I came to the daily post page feeling as if I wasn’t going to write, despite what the prompt was, but then I read it and it spoke to me in a way that none of the others have before. I think a big reason for that is that lately, I’ve been my radically authentic self and, for the first time in a while, my superiors aren’t receptive or accepting of me.

So often when I go to “work,” I feel a sense of dread knowing that my immediate supervisor is set in her ways, condescending, unwelcoming, rude to the clients, and sometimes unethical. I’ve consulted with so many professors, colleagues, and my school training director about the best approach to address issues with my supervisor, but there are days when I feel the weight of her burnout so heavily that it literally exhausts me.

Every week, I’m reminded of Audre Lorde’s quote:

Caring for myself is not self-indulgence, it is self-preservation, and that is an act of political warfare.

I literally feel like I am preparing for a (much less serious and casualty-laden) version of war as I’m in my car listening to songs of hope and strength to get myself in the right mindspace to deal with her.

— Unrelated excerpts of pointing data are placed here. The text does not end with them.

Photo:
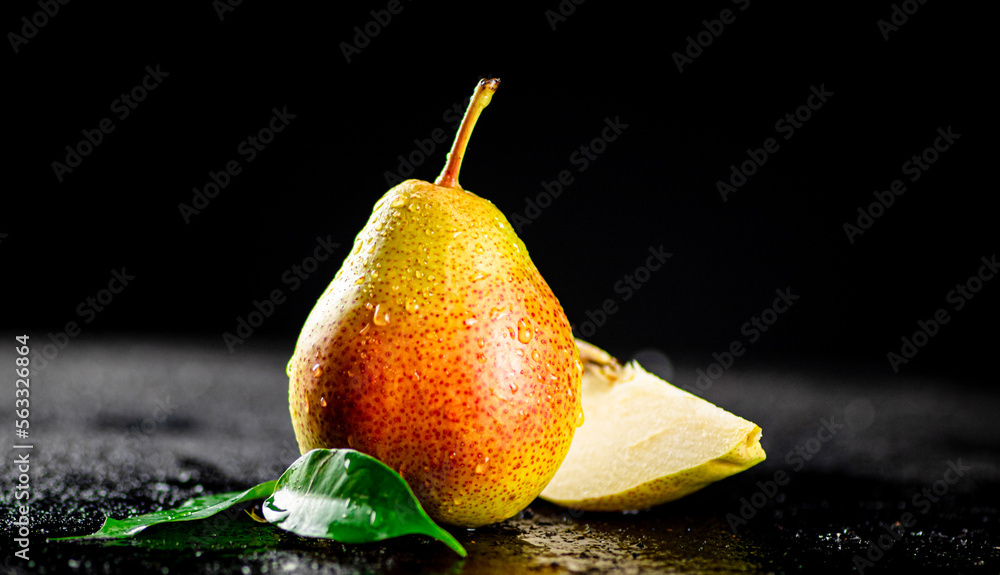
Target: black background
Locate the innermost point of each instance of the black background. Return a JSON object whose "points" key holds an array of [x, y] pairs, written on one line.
{"points": [[655, 185]]}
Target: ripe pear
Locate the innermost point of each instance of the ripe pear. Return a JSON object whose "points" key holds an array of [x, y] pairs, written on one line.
{"points": [[439, 349]]}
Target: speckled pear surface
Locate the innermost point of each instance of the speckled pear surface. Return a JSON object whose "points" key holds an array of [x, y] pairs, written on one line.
{"points": [[439, 349]]}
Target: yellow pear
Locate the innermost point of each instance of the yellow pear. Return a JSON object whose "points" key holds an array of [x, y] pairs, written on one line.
{"points": [[645, 442], [439, 349]]}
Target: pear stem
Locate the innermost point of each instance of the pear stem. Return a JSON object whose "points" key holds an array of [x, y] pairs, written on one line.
{"points": [[480, 99]]}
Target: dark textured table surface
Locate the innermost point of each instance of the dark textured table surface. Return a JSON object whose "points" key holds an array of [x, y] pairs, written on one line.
{"points": [[865, 472]]}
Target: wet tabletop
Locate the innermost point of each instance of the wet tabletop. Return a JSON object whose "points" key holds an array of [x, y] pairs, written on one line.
{"points": [[865, 473]]}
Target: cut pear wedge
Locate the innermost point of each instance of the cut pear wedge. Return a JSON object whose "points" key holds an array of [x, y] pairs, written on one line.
{"points": [[645, 442]]}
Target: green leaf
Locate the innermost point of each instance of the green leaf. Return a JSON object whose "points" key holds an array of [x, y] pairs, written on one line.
{"points": [[345, 495], [197, 508]]}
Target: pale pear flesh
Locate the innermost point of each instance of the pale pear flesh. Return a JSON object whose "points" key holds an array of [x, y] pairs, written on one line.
{"points": [[645, 442]]}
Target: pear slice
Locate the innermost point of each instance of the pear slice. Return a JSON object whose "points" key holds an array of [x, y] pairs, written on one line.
{"points": [[645, 442]]}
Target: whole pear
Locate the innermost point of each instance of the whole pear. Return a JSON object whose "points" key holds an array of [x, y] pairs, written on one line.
{"points": [[439, 349]]}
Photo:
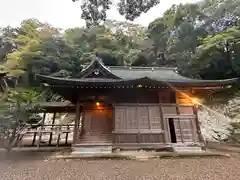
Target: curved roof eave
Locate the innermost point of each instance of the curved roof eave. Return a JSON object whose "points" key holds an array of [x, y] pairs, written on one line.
{"points": [[96, 81]]}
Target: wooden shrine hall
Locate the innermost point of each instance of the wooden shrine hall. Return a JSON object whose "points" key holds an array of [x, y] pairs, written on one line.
{"points": [[133, 107]]}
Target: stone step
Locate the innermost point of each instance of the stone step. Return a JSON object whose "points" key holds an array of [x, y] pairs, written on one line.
{"points": [[187, 149], [91, 150]]}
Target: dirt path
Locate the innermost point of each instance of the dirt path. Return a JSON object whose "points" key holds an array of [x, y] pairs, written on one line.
{"points": [[36, 167]]}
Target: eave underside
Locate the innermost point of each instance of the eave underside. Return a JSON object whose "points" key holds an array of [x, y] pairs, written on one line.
{"points": [[111, 83]]}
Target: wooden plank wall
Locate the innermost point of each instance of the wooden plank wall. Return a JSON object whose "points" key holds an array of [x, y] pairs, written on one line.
{"points": [[138, 124]]}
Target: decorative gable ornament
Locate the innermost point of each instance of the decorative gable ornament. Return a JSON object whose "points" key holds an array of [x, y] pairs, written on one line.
{"points": [[96, 72]]}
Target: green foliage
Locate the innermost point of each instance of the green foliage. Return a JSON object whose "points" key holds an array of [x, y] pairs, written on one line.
{"points": [[94, 11]]}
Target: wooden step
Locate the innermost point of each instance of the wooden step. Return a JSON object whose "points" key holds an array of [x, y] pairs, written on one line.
{"points": [[191, 149], [91, 150], [95, 139]]}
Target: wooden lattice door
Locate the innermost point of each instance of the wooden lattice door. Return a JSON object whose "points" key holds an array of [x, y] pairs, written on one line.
{"points": [[97, 122], [186, 131]]}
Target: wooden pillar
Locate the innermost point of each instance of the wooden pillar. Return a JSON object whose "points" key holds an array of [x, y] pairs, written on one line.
{"points": [[200, 137], [41, 129], [164, 122], [76, 123], [53, 121]]}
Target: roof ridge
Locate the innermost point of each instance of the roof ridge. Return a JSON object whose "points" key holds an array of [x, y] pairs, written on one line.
{"points": [[141, 67]]}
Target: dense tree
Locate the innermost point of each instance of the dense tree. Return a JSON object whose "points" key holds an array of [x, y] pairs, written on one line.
{"points": [[94, 11]]}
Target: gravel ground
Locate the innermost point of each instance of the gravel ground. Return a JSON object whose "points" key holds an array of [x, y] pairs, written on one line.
{"points": [[37, 167]]}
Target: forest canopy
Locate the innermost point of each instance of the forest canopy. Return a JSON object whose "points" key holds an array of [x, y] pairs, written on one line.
{"points": [[202, 40]]}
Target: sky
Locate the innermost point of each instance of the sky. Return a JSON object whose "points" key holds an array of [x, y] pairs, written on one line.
{"points": [[66, 14]]}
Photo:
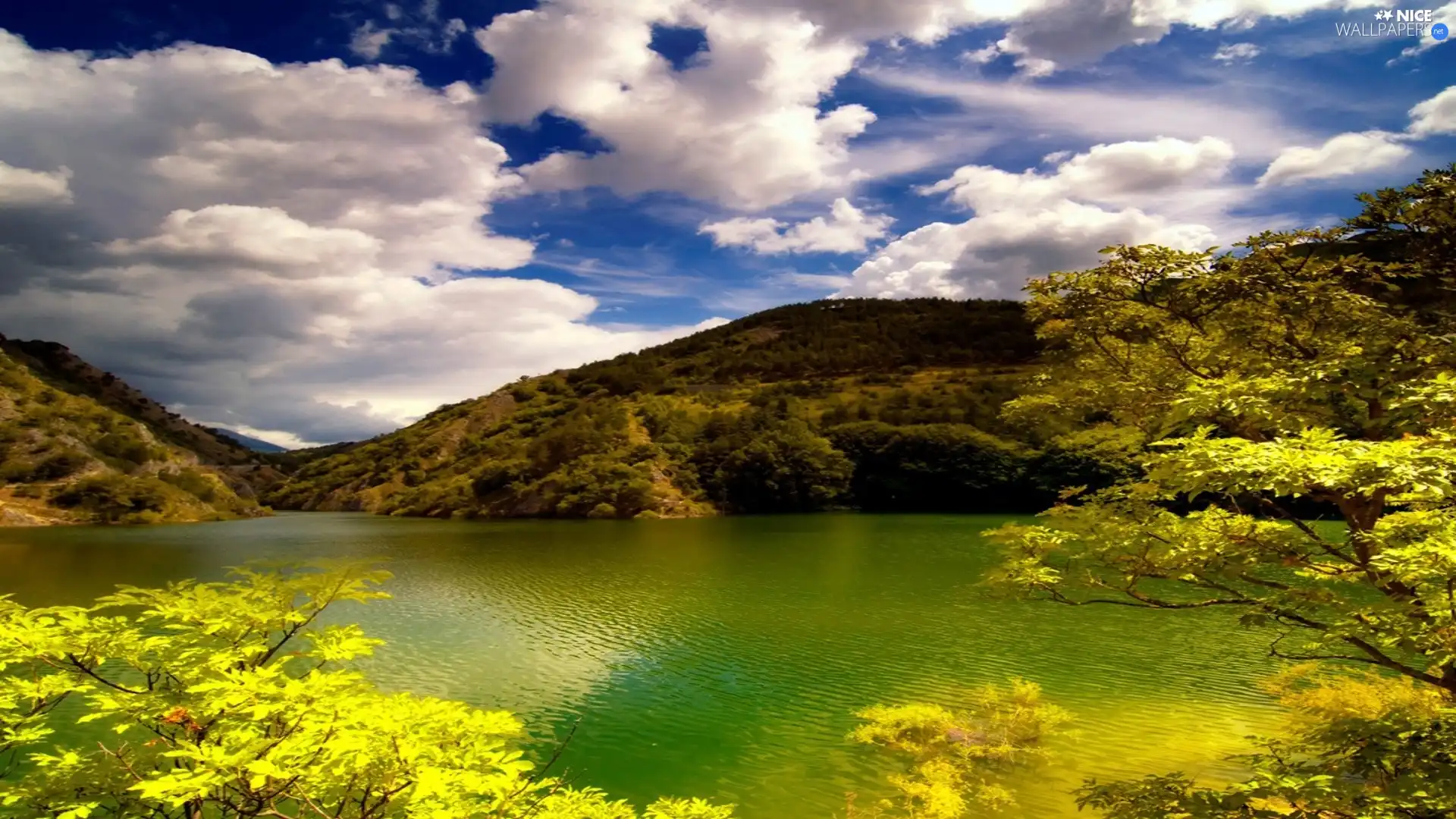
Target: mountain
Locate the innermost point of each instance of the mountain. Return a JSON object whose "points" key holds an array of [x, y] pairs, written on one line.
{"points": [[871, 404], [82, 447], [246, 442]]}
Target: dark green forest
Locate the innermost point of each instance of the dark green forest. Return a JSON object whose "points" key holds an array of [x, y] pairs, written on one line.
{"points": [[839, 404]]}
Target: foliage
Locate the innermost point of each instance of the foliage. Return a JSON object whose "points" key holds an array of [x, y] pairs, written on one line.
{"points": [[934, 466], [952, 758], [774, 465], [1286, 372], [736, 419], [93, 464], [232, 700], [1369, 746]]}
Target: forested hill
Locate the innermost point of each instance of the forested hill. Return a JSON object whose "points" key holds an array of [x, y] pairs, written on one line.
{"points": [[66, 371], [80, 447], [829, 338], [870, 404]]}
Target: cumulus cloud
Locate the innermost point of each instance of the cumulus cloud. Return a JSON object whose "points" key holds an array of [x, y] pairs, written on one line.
{"points": [[1436, 115], [846, 231], [1362, 152], [1087, 112], [277, 248], [740, 127], [1036, 222], [1237, 53], [1047, 36], [22, 187], [1341, 155], [742, 124]]}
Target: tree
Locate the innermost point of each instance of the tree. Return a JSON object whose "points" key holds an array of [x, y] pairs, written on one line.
{"points": [[777, 465], [229, 700], [1288, 371], [952, 757]]}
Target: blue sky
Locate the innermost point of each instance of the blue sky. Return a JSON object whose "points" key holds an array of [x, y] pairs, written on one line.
{"points": [[318, 221]]}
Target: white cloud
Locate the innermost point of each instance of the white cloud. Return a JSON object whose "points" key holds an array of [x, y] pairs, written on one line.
{"points": [[1341, 155], [273, 248], [1107, 174], [24, 187], [1362, 152], [1046, 36], [848, 231], [740, 127], [1100, 111], [1033, 223], [742, 124], [1237, 53], [1435, 115]]}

It’s frustrating occasionally feeling like I have to be less of myself in order to feel accepted by people who I’m, honestly, not fond of at all. I saw a quote on tumblr once that I’ll mold to fit my circumstance, “It took me 26 years to learn how to love myself – I don’t have that kind of time to convince anyone else.”

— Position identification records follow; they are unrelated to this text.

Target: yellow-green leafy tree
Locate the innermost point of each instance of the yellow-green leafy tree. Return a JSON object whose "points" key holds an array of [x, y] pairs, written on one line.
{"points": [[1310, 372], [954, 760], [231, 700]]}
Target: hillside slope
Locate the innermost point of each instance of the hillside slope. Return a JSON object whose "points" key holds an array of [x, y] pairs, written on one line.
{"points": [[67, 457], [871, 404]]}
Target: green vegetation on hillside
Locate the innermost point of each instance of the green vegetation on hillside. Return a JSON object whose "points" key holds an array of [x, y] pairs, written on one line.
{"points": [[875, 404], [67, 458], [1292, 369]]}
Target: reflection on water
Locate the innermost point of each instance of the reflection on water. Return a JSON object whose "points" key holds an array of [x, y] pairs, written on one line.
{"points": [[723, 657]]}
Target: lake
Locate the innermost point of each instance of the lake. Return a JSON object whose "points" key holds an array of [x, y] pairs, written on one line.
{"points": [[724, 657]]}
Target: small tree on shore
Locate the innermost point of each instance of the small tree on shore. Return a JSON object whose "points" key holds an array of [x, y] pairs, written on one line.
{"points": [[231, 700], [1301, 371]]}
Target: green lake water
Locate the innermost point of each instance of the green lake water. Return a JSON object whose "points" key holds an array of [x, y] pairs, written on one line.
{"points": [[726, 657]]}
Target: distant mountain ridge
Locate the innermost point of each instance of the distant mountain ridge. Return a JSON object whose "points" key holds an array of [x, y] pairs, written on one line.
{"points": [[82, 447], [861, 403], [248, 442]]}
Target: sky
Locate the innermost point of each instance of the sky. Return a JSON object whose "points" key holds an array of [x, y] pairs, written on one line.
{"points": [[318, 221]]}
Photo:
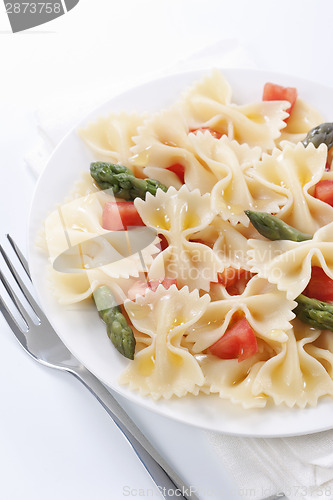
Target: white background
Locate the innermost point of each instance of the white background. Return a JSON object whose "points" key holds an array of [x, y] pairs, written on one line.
{"points": [[55, 440]]}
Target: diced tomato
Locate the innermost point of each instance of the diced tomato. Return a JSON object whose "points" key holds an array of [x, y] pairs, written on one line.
{"points": [[320, 286], [324, 191], [329, 160], [118, 216], [274, 92], [239, 341], [179, 170], [213, 132], [140, 287], [164, 242]]}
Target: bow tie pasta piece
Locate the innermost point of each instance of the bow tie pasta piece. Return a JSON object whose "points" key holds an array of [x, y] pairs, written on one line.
{"points": [[110, 138], [164, 142], [227, 241], [164, 367], [177, 215], [75, 229], [293, 173], [235, 190], [233, 380], [208, 105], [302, 119], [71, 288], [297, 375], [265, 308], [288, 264]]}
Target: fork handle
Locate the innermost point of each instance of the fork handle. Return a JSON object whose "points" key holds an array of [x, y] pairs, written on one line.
{"points": [[166, 479]]}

It’s a taxing situation having to encourage myself to continue to be me, despite the isolation, resentment, misrecognition, misunderstandings and lies.

I was interviewed the other day for someone’s dissertation, and she is interested in understanding minorities’ experiences of oppression. It was such a liberating feeling to be able to speak so openly about things that I mostly blog about, or just talk to a very select few people about. In part of my interview, I spoke about the importance of representation in academia, and in positions of power. I mentioned that part of the reason I’m doing what I’m doing (and am passionate about it) is because I didn’t have that role model. To date, I’ve had 2 badass white women who are exceptional intersectional feminist mentors, and one Chicana feminist mentor, all of whom have truly paved the way for me to accept multiple aspects of my identities.

There are times when I feel like quitting, but I don’t. 1) I’ve come this far in my graduate career and am not about to allow some bitter old woman dictate my future. 2) My family is counting on me. 3) I’m counting on myself. 4) The babies who come after me, who will identify as racial and ethnic minorities, need me.

Heck, I need me…and I need to make sure that I’m always being my fullest self – even if that sometimes makes others uncomfortable. I’m not doing it in a way to be divisive or rude, I’m living out my truth and sharing when appropriate. Sometimes, I think people need to be made to feel uncomfortable, because otherwise there’s no reason to grow. It’s like a caterpillar in its cocoon…it needs to struggle in order for it to leave the cocoon and become a butterfly.

So, no. In the words of another shero of mine:

I will not have my life narrowed down. I will not bow down to somebody else’s whim or to someone else’s ignorance.

Because that’s exactly what it is: ignorance. I’ve come too far to be anything other than radically authentic…and no one is worth me sacrificing that authenticity – supervisor, or otherwise.